10-30 Midday: Soybeans Secure Small Gains at Midday, Corn and Wheat Retreat
Grain Market Insider Interactive Quote Board


- Corn futures are trading lower at midday as the market continues to digest news regarding U.S. – China trade. December corn is trading 5 cents lower at 429-1/4.
- Corn futures are likely retreating due to the trade deal with China not including corn. While the trade deal with China did not specifically include corn, prospects for future export opportunities have been improved.
- U.S. ethanol production last week averaged 1.091 million barrels per day — slightly above the year-ago level, but still below the 4.2% year-on-year increase needed through the end of the 2025/26 corn marketing year to meet the USDA’s 5.6 billion bushel corn-for-ethanol usage target.
- A Bloomberg survey estimates U.S. corn export sales for the week ending October 23 in a range of 1,100k to 2,100k tons, with an average expectation of 1,475k tons. This compares to 2,342k tons during the same week last year.
- Soybean futures are trading higher at midday following the release of additional details about the U.S. – China trade deal. November soybean futures are trading 2-¼ cents higher at 1082-¾. Soybean futures have traded between a 44-cent range throughout the day, so far.

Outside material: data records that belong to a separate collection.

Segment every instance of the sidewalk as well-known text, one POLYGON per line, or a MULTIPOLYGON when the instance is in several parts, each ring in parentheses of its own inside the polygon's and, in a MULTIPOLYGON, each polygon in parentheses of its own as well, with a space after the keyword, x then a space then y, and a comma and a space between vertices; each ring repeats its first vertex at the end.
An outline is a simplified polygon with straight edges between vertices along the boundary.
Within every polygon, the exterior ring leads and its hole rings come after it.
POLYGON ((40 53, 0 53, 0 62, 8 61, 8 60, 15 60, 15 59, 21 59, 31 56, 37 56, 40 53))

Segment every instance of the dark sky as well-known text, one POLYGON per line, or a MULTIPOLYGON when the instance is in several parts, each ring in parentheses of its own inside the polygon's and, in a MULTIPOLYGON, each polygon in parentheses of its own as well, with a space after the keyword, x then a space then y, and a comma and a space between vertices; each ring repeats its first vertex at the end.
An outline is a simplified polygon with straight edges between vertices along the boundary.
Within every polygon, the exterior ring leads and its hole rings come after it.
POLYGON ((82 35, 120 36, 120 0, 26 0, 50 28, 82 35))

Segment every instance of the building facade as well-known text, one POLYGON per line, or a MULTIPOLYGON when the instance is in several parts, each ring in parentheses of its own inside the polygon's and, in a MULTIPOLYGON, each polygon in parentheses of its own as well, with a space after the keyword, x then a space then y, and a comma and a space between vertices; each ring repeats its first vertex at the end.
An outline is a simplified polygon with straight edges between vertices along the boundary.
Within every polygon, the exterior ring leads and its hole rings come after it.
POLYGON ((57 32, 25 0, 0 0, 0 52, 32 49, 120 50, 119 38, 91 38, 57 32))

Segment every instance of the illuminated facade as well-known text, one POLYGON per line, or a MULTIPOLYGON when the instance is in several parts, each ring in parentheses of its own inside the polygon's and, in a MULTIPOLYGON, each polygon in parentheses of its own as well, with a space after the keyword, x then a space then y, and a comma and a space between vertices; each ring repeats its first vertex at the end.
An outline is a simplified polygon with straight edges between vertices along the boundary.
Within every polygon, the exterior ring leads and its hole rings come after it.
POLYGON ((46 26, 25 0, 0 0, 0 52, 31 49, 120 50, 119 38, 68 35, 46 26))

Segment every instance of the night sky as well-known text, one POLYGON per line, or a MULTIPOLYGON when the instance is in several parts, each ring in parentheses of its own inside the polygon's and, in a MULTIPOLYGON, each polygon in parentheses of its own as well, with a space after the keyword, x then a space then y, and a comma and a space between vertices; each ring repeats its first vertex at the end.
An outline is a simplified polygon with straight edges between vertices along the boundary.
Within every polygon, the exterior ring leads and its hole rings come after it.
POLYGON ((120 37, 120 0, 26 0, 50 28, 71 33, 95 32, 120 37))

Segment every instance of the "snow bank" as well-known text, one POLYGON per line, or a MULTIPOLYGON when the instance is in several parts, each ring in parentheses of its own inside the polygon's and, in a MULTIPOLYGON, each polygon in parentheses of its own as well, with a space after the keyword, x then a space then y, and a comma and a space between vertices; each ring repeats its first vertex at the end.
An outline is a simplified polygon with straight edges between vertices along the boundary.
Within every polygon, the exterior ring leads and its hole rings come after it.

- Following the highly anticipated meeting between U.S. President Donald Trump and Chinese President Xi Jinping, China pledged to expand agricultural trade with the United States, and Trump stated that Beijing would purchase ‘tremendous’ volumes of soybeans.
- Treasury Secretary Bessent stated that China has agreed to purchase 12 million metric tons of soybeans ‘during this season,’ which he clarified as the period between now and January. He added that China is expected to buy at least 25 million metric tons of soybeans annually over the next three years.
- The prospect of substantial Chinese purchases, following months of stalled soybean trade amid the broader U.S. – China trade war, lifted Chicago soybean prices to a 15-month high this week.

- Wheat futures have slipped lower at midday as attention shifts back to ample global supplies. December Chicago wheat is trading 10-¼ cents lower to 522-¼.
- The U.S. dollar has risen to retest the highest level it has traded in nearly three months. This has primarily been driven by the Federal Reserve cutting interest rates at their October Meeting. Strength in the dollar could serve as a headwind for additional strength in the wheat markets.
- According to the European Commission, EU soft wheat exports totaled 6.2 mmt as of October 26 since the marketing year began on July 1, down 21% from 7.9 mmt during the same period last year.
- A private estimate places China’s 2026/27 wheat production at 141 mmt, with planted area steady at 23.62 million hectares from the previous season. Winter wheat is typically sown between September and November, but this year’s planting pace has been slowed by heavy October rains.